I am actually interested on cyclotomic polynomials of the form $x^n+1$ (i.e. $n$ is a power of 2, for large $n$).
Are these polynomials irreducible modulo a prime $q$? I already saw that $X^2+1$ is not irreducible modulo 5 because $Z_5$ contains roots of -1. What about $x^{512}-1$? Is there a general criterion?
Thanks
For any $n \in \mathbb{N}$ and $p$ a prime that does not divide $n$,
$$ \Phi_n(x) \text{ is irreducible in } \mathbb{Z}_p \iff p \text{ is a primitive root modulo } n$$
Wikipedia article: Primitive root modulo n.
For powers of $2$, only $2$ and $4$ have primitive roots. Primitive roots modulo $n$ correspond to generators of $\mathbb{Z}_n^*$. For $n=2^k$ and $k\geq 3$, $\mathbb{Z}_n^*$ is not cyclic and thus there are no primitive roots modulo $n$.
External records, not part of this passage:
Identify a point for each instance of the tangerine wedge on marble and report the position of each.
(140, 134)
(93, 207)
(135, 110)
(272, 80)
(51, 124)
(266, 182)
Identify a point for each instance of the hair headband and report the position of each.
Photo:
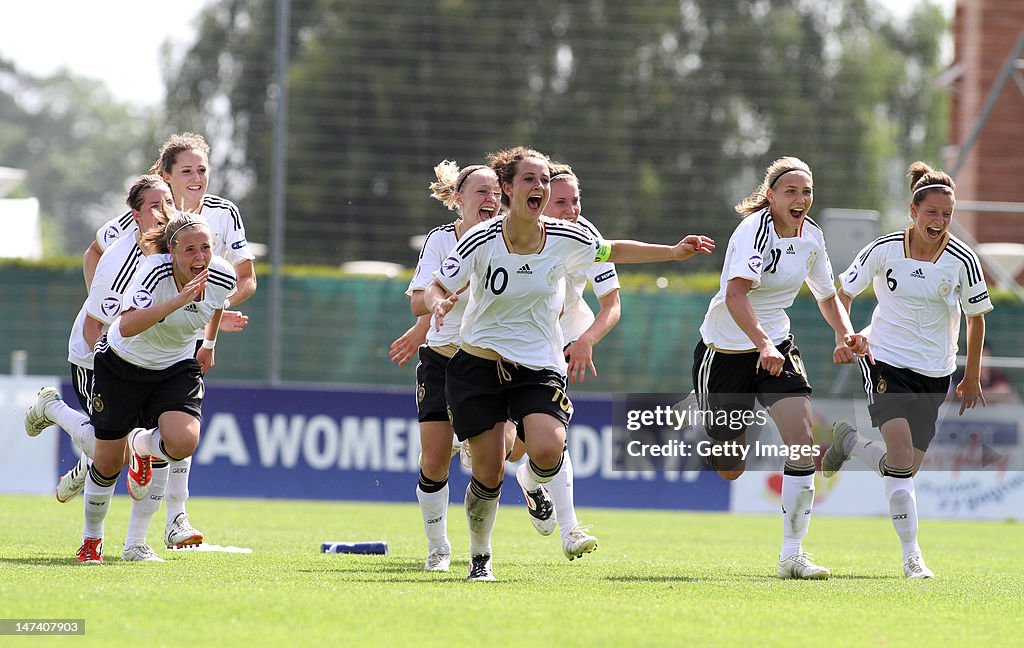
(775, 181)
(188, 223)
(468, 171)
(932, 186)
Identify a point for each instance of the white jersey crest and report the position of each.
(916, 321)
(777, 267)
(515, 299)
(172, 339)
(438, 243)
(114, 273)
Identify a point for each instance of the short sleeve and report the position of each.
(603, 278)
(858, 276)
(237, 248)
(745, 259)
(137, 295)
(974, 292)
(820, 278)
(434, 251)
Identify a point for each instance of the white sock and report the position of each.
(177, 487)
(480, 515)
(97, 501)
(143, 510)
(798, 500)
(560, 489)
(75, 424)
(869, 452)
(433, 507)
(903, 508)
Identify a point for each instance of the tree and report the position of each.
(80, 146)
(669, 112)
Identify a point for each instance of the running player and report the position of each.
(923, 277)
(184, 164)
(150, 205)
(145, 368)
(511, 363)
(472, 192)
(747, 350)
(582, 330)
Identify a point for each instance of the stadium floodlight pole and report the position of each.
(1009, 70)
(279, 169)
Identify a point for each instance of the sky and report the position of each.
(115, 41)
(118, 41)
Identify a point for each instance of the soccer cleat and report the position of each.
(180, 533)
(35, 419)
(438, 560)
(914, 567)
(140, 553)
(836, 456)
(539, 505)
(578, 543)
(479, 568)
(73, 481)
(91, 551)
(800, 567)
(139, 469)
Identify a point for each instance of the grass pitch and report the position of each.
(657, 578)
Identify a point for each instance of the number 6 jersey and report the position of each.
(916, 322)
(515, 299)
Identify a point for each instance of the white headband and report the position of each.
(933, 186)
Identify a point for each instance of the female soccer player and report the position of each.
(581, 330)
(923, 276)
(747, 350)
(145, 368)
(183, 163)
(473, 193)
(511, 364)
(150, 206)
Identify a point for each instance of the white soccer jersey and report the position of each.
(777, 268)
(515, 299)
(916, 322)
(114, 273)
(172, 339)
(220, 214)
(578, 316)
(439, 242)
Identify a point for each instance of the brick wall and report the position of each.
(985, 32)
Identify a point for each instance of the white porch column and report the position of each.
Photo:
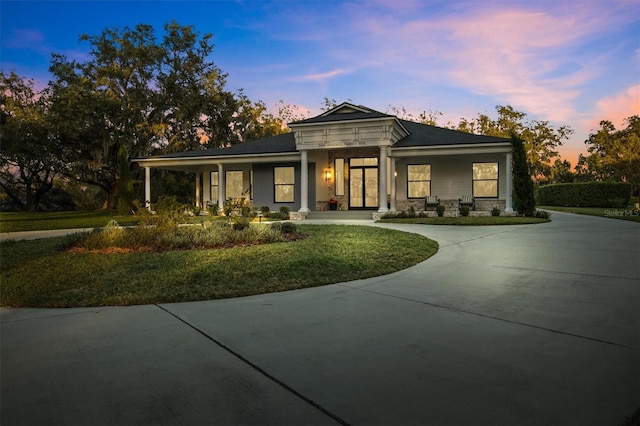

Thus for higher powers of $2$, the cyclotomic polynomial will be reducible modulo any odd prime.
I find this relatively general answer from the Finite Field book by Rudolf, theorem 2.47, helpful:
The cyclotomic field $K^{(n)}$ is a simple algebraic extension of $K$. If $K=\mathbb{F}_q$ with $\gcd(q,n)=1$, then the cyclotomic polynomial $Q_n$ factors into $\phi(n)/d$ distinct monic irreducible polynomials in $K[x]$ of the same degree $d$. Here $d$ is the least positive integer such that $q^d \equiv 1 \mod n$.